The report found that as 80% of mothers of 11- to 14-year-olds are in work, parents often either leave their children home alone or patch together informal and often unsatisfactory arrangements with family and friends.
The law offers some protection to children. While there is no legal age limit at which children can be left alone - it's an offence to leave children on their own if it places them under risk.
Like Lizzie, Sandra reacted to her latchkey experience when she became a mother, striking a secret pact with herself to stay at home at least until her children went to school.
She went on to have three children and feels fortunate to have been able to keep her wishes. But it came at a price.
A qualified teacher, she was away from her profession for 10 years and it wasn't until her youngest was at school that she decided to return.
"I think this made my career suffer. I remember having an interview and they said to me "you'll be so out of date now you wouldn't be any good to us in the teaching profession.
"I remember thinking 'I'm not 40 yet and I've had it'. But that's the other side of the coin."
Below is a selection of your comments.
Interesting to read the article and it almost sways against 'latch-key' in its tone. My daughter now 12, has had a key since senior school last year. She is trustworthy, reliable and her mum has no issue with her being responsible and practical - safety included - plus by the time she does after school clubs and visits grand parents once a week, the five afternoons are gone. I was a latch-key kid as my parents had no choice - there's even less choice these days and worse times to come with the economic situation. Managed properly and the responsibility it gives kids, its a powerful growing up tool for them.
My kids from the age of 9 would get home on their bus about 1 hour before me, but there was no slacking. Each day a list of chores was put on the board in the kitchen, they had to do those and their homework. Rewards were good for ensuring that things were done, privileges withdrawn and other assorted punishments meted out if they didn't. Now in their 30's they have been able to live independently and successfully, have professional careers and are good cooks. They may have been "latchkey kids" but they were taught responsibility, independence and respect.
From about the age of nine, I would walk myself home from school, up until I finished my A-levels and left for university. I'd often be at home alone and sometimes with my younger brother until 6pm when my mum would get in. I really don't think it's a big-a-deal as is suggested in this article. It teaches responsibility and independence. Obviously it does depend on the child but I think in most cases this experience can allow the child to develop into an autonomous being: too many children are spoon-fed and cannot look after themselves properly when they leave home. I am 20 this year so I am a more recent example of this kind of upbringing.
Alex, London, UK
I was a "latchkey" kid in the late 50's/early 60's. I came home from school, I wasn't allowed friends around, I did my homework then had simple chores to do (hoovering, kettle on etc), before my mum arrived home from work, then I could meet up with friends. I think something could be learned from this regime.

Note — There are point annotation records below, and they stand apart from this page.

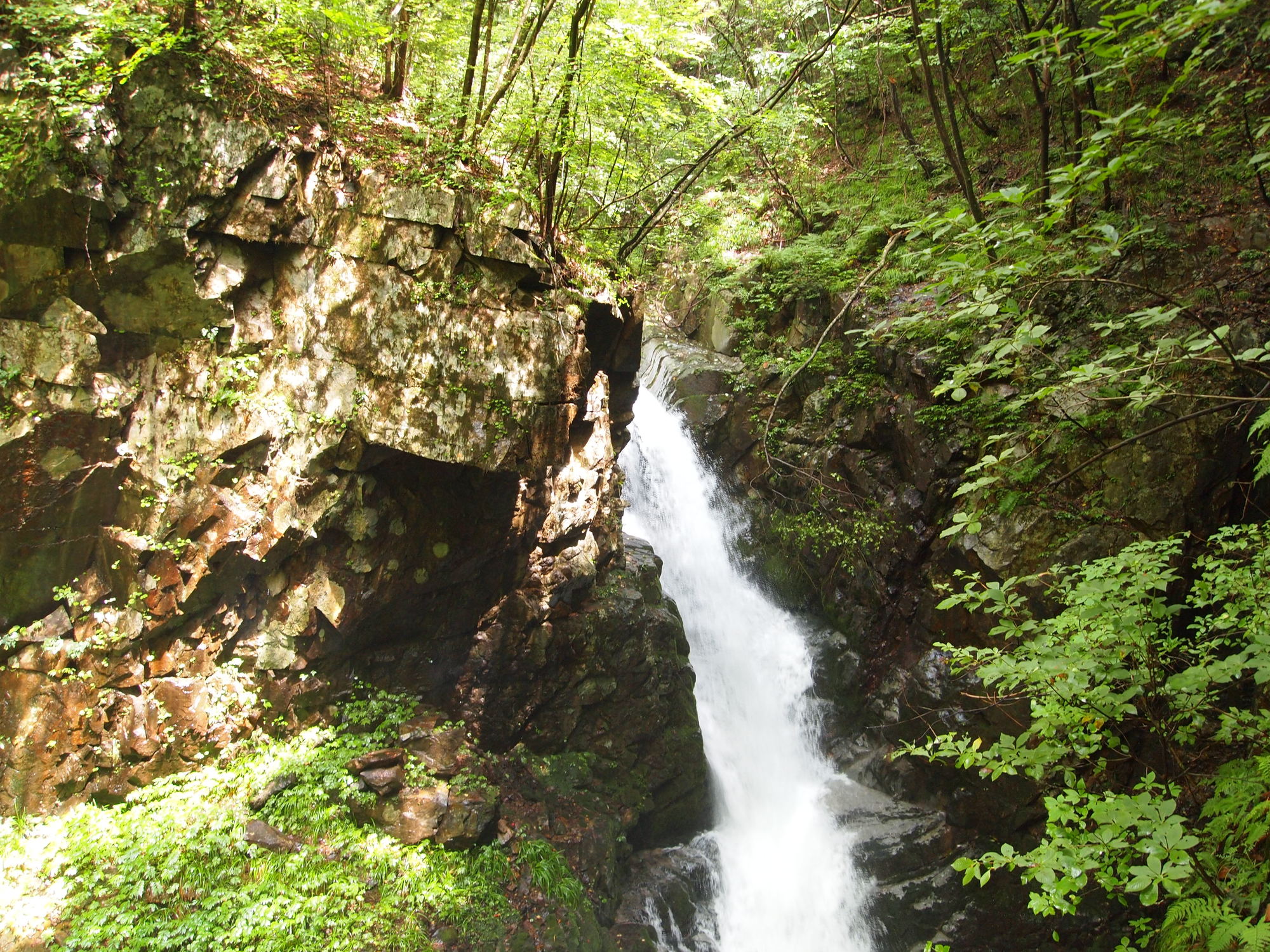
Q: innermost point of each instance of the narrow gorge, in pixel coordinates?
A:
(634, 477)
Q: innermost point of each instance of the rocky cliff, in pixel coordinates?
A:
(852, 491)
(277, 427)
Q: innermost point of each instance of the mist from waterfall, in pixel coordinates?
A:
(784, 878)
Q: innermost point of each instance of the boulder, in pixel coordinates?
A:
(388, 757)
(471, 812)
(285, 781)
(262, 835)
(417, 813)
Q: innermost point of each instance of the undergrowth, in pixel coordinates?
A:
(171, 868)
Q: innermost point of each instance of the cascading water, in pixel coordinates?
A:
(784, 879)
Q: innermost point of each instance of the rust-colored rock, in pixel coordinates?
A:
(388, 757)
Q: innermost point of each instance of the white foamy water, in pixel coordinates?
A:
(785, 879)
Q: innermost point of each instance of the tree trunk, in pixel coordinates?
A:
(490, 44)
(397, 53)
(552, 178)
(471, 68)
(954, 126)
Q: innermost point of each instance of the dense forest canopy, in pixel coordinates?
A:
(1024, 163)
(732, 125)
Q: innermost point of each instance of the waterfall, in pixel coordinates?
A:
(784, 878)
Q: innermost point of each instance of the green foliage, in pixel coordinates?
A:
(70, 58)
(1123, 672)
(551, 873)
(171, 870)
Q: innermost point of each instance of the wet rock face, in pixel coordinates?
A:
(877, 663)
(274, 425)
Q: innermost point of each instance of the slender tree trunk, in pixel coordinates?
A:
(520, 53)
(951, 153)
(485, 68)
(552, 180)
(471, 68)
(397, 53)
(1039, 81)
(907, 133)
(782, 186)
(976, 117)
(954, 126)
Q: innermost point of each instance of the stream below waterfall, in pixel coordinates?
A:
(782, 871)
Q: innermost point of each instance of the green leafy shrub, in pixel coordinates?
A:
(1128, 678)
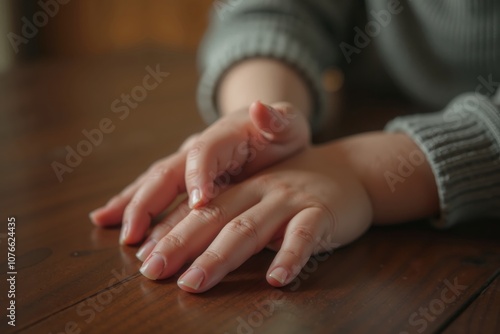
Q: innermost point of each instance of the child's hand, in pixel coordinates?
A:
(310, 203)
(236, 146)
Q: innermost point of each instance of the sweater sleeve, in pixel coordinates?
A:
(300, 33)
(462, 146)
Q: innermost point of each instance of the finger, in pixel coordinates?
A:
(302, 236)
(277, 123)
(160, 187)
(162, 229)
(188, 143)
(241, 238)
(221, 148)
(112, 212)
(192, 236)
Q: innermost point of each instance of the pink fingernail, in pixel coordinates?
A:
(279, 274)
(146, 249)
(124, 233)
(153, 266)
(192, 278)
(194, 198)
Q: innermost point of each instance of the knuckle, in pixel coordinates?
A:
(135, 204)
(159, 170)
(211, 213)
(304, 234)
(174, 240)
(196, 148)
(192, 174)
(284, 190)
(290, 252)
(243, 226)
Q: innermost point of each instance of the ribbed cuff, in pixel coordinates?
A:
(274, 44)
(462, 146)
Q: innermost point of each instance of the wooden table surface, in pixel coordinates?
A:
(75, 278)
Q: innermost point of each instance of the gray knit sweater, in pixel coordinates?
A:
(445, 53)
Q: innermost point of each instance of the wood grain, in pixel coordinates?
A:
(74, 278)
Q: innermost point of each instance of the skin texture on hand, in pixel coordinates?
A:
(317, 200)
(296, 207)
(235, 147)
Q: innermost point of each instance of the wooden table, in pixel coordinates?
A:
(75, 278)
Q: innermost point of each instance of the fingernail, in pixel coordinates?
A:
(124, 233)
(145, 249)
(153, 266)
(194, 198)
(92, 214)
(266, 134)
(192, 278)
(279, 274)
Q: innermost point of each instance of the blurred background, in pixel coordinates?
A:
(80, 28)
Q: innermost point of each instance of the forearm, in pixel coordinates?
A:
(266, 80)
(394, 172)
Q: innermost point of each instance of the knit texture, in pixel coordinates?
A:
(462, 146)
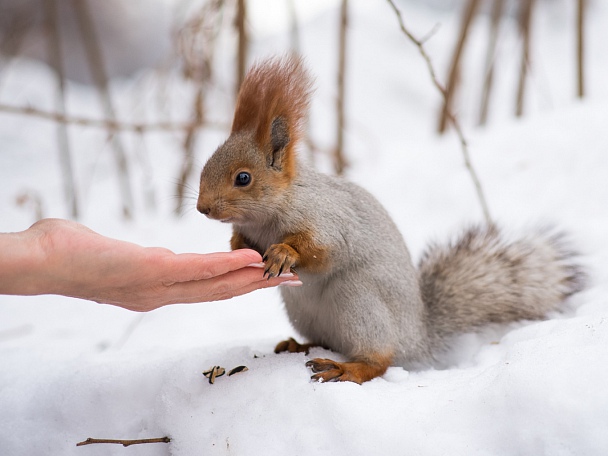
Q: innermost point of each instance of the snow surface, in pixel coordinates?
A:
(73, 369)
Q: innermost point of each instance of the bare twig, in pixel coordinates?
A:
(525, 16)
(243, 43)
(294, 29)
(339, 160)
(65, 159)
(124, 443)
(454, 73)
(107, 124)
(451, 117)
(496, 16)
(196, 46)
(580, 47)
(100, 78)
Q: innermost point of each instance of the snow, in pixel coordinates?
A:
(73, 369)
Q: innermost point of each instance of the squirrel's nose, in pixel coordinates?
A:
(203, 209)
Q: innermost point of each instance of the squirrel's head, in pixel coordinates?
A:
(242, 183)
(245, 180)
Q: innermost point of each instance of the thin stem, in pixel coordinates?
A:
(124, 443)
(108, 124)
(451, 117)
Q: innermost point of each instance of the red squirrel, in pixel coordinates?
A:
(361, 295)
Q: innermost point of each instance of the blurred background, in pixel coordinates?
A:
(109, 109)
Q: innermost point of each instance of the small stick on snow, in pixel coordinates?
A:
(124, 443)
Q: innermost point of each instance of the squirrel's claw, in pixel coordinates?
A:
(279, 258)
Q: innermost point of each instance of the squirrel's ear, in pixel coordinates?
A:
(279, 139)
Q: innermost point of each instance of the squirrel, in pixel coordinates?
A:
(361, 295)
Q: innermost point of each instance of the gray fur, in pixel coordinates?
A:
(373, 300)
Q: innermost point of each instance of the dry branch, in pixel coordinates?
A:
(451, 117)
(525, 18)
(496, 16)
(63, 142)
(100, 78)
(339, 160)
(124, 443)
(580, 47)
(454, 73)
(107, 124)
(243, 43)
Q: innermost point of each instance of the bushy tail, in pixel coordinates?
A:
(482, 278)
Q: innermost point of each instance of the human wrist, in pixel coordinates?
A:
(21, 263)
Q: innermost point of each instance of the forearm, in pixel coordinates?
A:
(22, 263)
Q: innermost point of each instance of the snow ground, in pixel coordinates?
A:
(72, 370)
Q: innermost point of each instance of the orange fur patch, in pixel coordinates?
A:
(278, 87)
(312, 256)
(357, 371)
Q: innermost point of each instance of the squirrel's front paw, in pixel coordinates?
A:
(279, 258)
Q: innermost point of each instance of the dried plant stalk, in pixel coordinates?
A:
(454, 73)
(107, 124)
(580, 47)
(124, 443)
(525, 18)
(496, 16)
(196, 46)
(451, 117)
(243, 43)
(339, 159)
(100, 78)
(65, 158)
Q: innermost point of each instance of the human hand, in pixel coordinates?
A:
(80, 263)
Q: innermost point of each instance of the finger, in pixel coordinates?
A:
(228, 285)
(187, 267)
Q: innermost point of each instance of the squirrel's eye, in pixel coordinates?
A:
(242, 179)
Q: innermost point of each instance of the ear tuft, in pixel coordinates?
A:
(273, 103)
(279, 139)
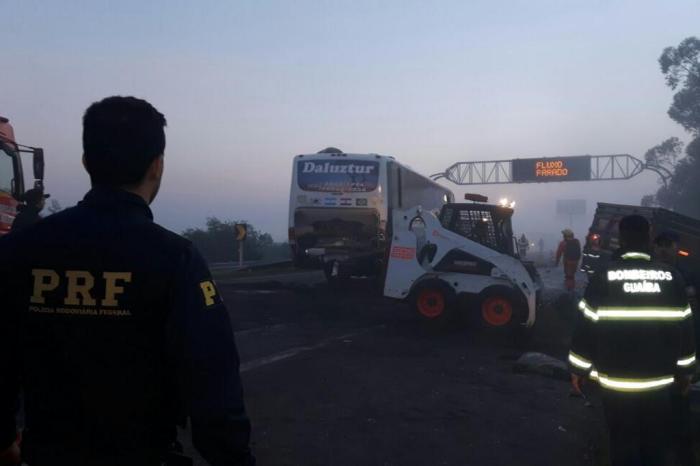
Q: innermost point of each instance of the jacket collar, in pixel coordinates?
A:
(105, 196)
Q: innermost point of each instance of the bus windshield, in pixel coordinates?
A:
(7, 157)
(344, 176)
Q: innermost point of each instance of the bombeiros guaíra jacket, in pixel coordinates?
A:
(634, 331)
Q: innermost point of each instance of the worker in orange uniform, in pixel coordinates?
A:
(570, 249)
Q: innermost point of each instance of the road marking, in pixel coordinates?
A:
(266, 328)
(290, 353)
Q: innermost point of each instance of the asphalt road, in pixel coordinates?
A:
(346, 377)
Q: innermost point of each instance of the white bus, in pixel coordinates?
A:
(340, 209)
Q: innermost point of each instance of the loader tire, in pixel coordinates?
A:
(434, 300)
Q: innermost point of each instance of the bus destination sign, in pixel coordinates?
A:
(542, 170)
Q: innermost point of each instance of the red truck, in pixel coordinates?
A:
(12, 184)
(603, 236)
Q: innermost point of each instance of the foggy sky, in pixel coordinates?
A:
(245, 86)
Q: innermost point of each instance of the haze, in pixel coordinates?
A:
(245, 86)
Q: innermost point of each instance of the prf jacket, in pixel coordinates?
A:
(114, 331)
(635, 327)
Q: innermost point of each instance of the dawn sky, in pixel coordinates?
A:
(245, 86)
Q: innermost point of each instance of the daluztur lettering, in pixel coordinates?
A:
(329, 167)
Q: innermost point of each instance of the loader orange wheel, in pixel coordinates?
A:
(497, 311)
(430, 303)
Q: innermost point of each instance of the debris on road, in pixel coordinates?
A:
(542, 364)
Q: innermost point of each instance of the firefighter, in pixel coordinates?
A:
(111, 325)
(666, 250)
(34, 201)
(570, 250)
(523, 245)
(634, 336)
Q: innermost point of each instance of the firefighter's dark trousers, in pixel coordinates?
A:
(640, 426)
(683, 429)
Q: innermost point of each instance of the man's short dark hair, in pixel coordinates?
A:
(634, 232)
(122, 136)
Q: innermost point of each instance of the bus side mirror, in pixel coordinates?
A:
(38, 162)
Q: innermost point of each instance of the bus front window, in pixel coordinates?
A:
(7, 169)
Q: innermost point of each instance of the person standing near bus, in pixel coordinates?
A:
(570, 250)
(111, 326)
(635, 337)
(666, 250)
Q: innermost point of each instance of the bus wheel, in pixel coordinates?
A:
(433, 300)
(336, 276)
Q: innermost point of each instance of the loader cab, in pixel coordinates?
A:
(487, 224)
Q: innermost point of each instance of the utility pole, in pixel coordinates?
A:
(241, 235)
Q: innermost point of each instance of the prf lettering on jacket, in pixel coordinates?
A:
(209, 291)
(79, 285)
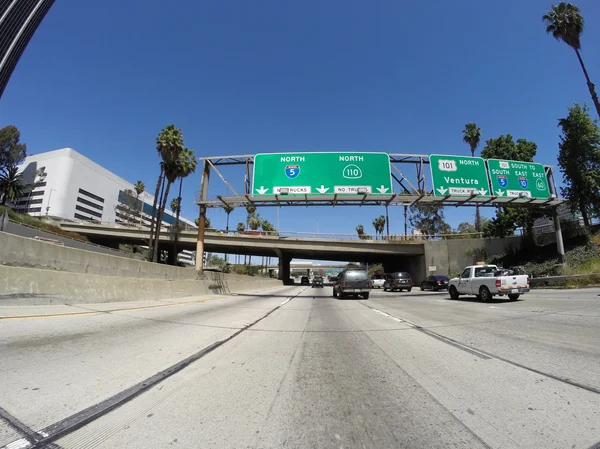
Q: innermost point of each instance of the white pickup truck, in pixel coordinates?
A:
(487, 281)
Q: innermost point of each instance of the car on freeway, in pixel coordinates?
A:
(487, 281)
(317, 282)
(378, 280)
(400, 280)
(352, 282)
(435, 283)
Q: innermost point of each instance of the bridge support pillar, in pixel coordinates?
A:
(560, 248)
(285, 268)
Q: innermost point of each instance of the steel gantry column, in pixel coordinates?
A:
(202, 218)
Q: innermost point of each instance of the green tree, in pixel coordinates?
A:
(565, 22)
(12, 152)
(428, 219)
(170, 145)
(228, 208)
(139, 188)
(12, 185)
(207, 223)
(579, 161)
(254, 221)
(464, 230)
(379, 225)
(127, 209)
(472, 137)
(508, 219)
(360, 230)
(175, 205)
(268, 227)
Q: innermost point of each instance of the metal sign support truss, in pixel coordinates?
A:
(408, 193)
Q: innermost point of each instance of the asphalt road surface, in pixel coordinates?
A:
(295, 368)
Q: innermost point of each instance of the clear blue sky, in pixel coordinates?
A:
(244, 77)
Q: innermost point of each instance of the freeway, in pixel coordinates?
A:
(294, 367)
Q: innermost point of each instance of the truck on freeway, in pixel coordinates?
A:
(487, 281)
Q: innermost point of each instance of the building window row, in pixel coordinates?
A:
(83, 217)
(89, 203)
(88, 211)
(36, 201)
(91, 195)
(36, 193)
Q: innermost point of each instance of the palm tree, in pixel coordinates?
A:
(187, 164)
(139, 188)
(472, 137)
(228, 208)
(379, 225)
(360, 230)
(565, 23)
(169, 143)
(12, 186)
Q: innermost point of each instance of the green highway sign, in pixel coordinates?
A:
(518, 179)
(347, 173)
(458, 175)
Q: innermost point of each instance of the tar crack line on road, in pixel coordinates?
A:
(484, 354)
(30, 436)
(74, 422)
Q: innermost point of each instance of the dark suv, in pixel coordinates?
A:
(398, 281)
(352, 282)
(317, 282)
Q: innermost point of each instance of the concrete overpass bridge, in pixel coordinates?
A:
(418, 257)
(395, 255)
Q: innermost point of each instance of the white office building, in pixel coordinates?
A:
(69, 186)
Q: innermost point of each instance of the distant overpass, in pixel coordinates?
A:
(418, 257)
(254, 245)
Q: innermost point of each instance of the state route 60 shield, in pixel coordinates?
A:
(523, 183)
(292, 171)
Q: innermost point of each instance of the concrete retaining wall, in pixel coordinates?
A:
(451, 256)
(31, 286)
(26, 252)
(26, 231)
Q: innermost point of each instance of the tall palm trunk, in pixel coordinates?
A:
(151, 240)
(176, 240)
(589, 83)
(161, 212)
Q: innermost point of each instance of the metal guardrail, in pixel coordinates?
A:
(65, 237)
(547, 279)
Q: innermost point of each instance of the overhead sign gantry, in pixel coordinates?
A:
(367, 179)
(347, 173)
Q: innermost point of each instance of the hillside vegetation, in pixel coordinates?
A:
(38, 223)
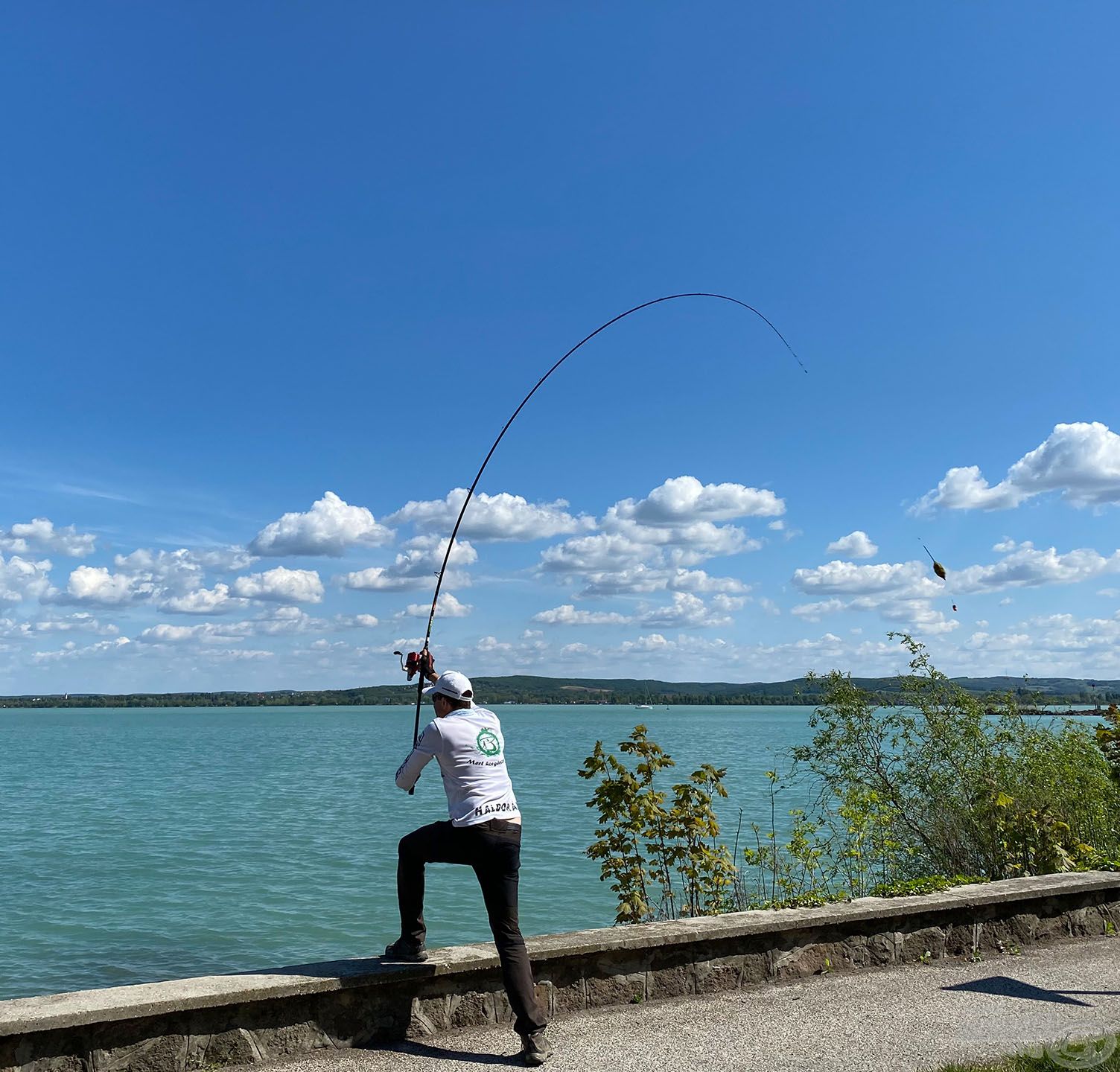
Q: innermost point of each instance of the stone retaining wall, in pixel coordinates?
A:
(237, 1020)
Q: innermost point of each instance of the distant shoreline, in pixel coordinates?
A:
(629, 692)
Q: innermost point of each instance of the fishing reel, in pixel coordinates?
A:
(417, 663)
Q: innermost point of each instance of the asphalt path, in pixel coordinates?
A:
(888, 1020)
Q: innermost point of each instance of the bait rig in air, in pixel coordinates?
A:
(421, 663)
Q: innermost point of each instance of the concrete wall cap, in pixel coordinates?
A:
(58, 1010)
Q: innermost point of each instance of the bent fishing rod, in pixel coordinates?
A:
(421, 663)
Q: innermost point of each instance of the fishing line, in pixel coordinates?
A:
(482, 468)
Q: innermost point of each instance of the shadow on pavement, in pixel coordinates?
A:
(1004, 986)
(442, 1053)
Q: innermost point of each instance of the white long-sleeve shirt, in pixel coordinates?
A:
(471, 750)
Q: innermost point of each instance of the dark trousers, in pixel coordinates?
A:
(493, 849)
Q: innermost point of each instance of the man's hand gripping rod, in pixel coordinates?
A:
(421, 663)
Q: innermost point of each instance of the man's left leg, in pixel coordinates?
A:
(439, 843)
(497, 864)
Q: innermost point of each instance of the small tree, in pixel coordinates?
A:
(642, 846)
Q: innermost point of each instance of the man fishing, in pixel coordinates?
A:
(484, 832)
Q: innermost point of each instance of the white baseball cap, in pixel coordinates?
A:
(454, 685)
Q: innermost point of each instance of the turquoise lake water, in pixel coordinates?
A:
(139, 845)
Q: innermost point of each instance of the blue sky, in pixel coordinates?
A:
(275, 275)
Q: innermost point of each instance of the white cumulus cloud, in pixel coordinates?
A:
(856, 545)
(22, 578)
(204, 601)
(447, 607)
(295, 585)
(415, 567)
(568, 615)
(1080, 459)
(328, 528)
(492, 517)
(40, 535)
(684, 499)
(97, 585)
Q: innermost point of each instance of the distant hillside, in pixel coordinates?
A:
(526, 689)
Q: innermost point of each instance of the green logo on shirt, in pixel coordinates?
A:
(487, 743)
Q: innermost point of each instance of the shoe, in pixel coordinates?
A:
(406, 952)
(535, 1049)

A 12 year old shouldn't need their mother around all the time! From the age of 12 I was always in after school on my own with siblings, and we were perfectly happy and have all grown into highly successful happy adults in a very close family. We enjoyed the couple of hours before Mum got home playing, reading, doing homework etc. I always felt it was important that we had the time to learn to be independent adults and have a bit of responsibility. By 14 we would often be getting the dinner started to help out our parents.